La guerre a laissé un pays scindé en deux en 1953. Au nord, les communistes et une dictature de fer. Au sud, un pays libre, mais exsangue. En quelques décennies seulement, ce petit pays, dont la superficie équivaut à deux fois et demi celle de la Suisse, a retourné la situation à son avantage et s’est hissé dans le peloton de tête des puissances économiques mondiales avec une capitale, Séoul, devenue troisième mégapole de la planète avec 25 millions d’habitants.
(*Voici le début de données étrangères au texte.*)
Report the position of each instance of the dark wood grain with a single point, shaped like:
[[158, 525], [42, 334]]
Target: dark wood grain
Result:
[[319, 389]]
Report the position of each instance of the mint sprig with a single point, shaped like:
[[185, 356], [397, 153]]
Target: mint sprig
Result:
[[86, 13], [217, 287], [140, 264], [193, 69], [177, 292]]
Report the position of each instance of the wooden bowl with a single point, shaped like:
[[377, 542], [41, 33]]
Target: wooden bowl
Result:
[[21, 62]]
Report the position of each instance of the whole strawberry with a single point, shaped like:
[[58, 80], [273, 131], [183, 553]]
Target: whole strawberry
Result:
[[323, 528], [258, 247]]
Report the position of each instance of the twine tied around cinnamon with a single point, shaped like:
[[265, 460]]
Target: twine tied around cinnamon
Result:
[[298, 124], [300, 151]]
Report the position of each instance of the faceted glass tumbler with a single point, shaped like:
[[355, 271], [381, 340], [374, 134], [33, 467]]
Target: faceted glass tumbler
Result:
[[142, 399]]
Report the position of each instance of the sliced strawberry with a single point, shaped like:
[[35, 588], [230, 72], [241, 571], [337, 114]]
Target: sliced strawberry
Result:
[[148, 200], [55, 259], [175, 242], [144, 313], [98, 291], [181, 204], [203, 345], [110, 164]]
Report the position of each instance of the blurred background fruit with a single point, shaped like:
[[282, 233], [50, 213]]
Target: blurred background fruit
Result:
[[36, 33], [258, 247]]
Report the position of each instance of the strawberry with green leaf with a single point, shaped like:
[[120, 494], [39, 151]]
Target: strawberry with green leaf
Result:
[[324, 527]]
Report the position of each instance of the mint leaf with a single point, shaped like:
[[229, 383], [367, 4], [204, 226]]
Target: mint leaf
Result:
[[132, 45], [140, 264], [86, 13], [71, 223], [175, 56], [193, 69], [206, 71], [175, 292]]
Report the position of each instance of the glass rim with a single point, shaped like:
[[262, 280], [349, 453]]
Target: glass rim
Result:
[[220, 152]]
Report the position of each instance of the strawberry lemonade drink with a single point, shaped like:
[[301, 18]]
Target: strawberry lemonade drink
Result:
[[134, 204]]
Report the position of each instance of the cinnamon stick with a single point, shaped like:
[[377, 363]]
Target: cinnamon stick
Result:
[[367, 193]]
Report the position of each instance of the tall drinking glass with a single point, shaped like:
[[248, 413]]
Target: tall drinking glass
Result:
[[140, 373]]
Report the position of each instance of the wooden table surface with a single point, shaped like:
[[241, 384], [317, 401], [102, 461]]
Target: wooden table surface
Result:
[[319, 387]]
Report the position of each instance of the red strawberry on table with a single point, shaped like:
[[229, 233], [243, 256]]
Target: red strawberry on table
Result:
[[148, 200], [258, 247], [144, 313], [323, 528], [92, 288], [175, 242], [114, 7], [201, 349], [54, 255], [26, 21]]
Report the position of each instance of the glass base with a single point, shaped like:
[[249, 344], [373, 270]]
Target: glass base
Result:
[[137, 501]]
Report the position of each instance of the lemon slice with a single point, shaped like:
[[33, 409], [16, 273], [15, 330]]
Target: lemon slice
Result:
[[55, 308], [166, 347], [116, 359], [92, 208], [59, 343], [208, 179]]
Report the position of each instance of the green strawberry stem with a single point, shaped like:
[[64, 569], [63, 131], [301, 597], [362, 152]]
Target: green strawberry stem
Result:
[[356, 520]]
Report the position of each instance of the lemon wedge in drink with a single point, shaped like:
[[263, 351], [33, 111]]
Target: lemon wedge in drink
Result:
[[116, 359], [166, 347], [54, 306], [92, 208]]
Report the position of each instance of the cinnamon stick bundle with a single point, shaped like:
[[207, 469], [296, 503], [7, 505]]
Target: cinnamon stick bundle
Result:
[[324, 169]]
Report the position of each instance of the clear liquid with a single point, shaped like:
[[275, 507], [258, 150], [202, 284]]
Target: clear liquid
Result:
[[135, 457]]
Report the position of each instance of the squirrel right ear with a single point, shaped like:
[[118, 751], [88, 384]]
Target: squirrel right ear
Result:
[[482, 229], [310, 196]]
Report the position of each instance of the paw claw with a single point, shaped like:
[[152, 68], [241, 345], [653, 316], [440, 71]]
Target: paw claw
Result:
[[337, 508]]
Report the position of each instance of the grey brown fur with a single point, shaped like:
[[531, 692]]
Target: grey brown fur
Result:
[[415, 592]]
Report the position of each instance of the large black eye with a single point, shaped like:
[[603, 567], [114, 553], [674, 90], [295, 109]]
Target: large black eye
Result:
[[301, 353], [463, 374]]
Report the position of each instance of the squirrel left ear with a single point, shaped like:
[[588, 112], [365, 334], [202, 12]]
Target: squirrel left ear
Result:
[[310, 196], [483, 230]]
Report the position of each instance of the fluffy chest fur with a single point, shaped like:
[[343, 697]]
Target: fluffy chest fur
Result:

Un miracle économique qui justifie, à lui tout seul, le film réalisé par Cécile Clocheret, à voir dans le cadre de Exploration du monde. Pour la cinéaste, ce redressement spectaculaire « a même un nom : le miracle du fleuve Han, le fleuve qui traverse Séoul. Je crois qu’on le doit principalement à une génération qui s’est littéralement sacrifiée… pour remettre sur les rails l’agriculture, l’industrie, le tertiaire… Tout était à reconstruire ! Le collectif est passé alors avant l’individu. D’autres éléments sont venus soutenir ce développement, entre autres l’aide financière américaine. » On était alors en pleine guerre froide. 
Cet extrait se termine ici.